Mosque in Yola, Adamawa, Nigeria

The Yola Central Mosque is a 19th-century mosque located in Yola, the capital of Adamawa State, Nigeria.

== History ==
The mosque was established in 1841, during the early period of Yola's development as the headquarters of the Adamawa Emirate, by Modibbo Adama, a disciple of Usman dan Fodio.

== Architecture ==
The mosque's architecture combines Sudano-Sahelian and modern Islamic styles. It features large domes, tall minarets, and spacious prayer halls capable of holding thousands of worshippers. The walls are decorated with Islamic calligraphy and geometric patterns that reflect Northern Nigerian artistry. The central dome symbolizes unity in the Muslim community, while the courtyard provides additional space for prayers during the major Islamic festivals of Eid al-Fitr and Eid al-Adha.

== Religious and cultural role ==
Yola Central Mosque is a center of religious, educational, and social life in the city. It hosts daily prayers, Friday congregational prayers, religious lectures, and community events. The mosque also serves as a center for Islamic learning, where scholars and students engage in Quran and Hadith studies.
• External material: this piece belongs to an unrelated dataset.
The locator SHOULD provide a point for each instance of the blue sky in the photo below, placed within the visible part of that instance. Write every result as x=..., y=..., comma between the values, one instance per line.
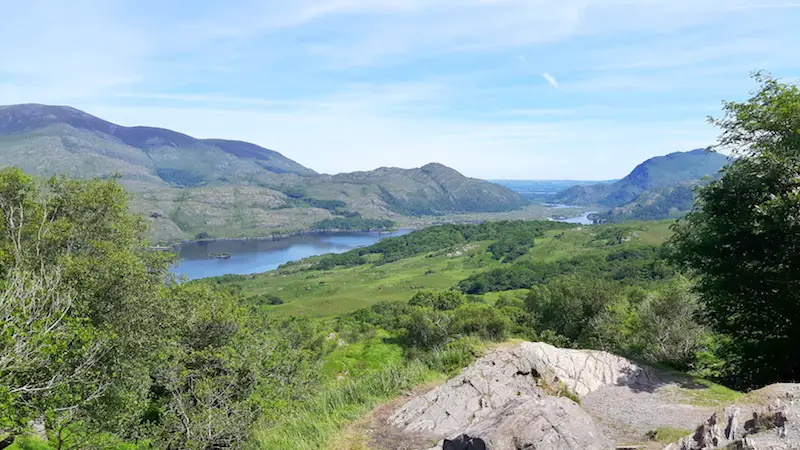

During the holy month of Ramadan, the mosque becomes a focal point for communal prayers (Taraweeh) and charitable activities.

== Incidents==
In 2010, Yola and parts of Adamawa State experienced security challenges due to insurgency activities in northeastern Nigeria. Despite these challenges, the mosque remained a resilient symbol of faith and peace. Reconstruction and security improvements have since been made to ensure the safety and preservation of the mosque.

== Location ==
The Yola Central Mosque is located in the Jimeta district of Yola North Local Government Area, close to the emir’s palace and other key administrative and commercial centers.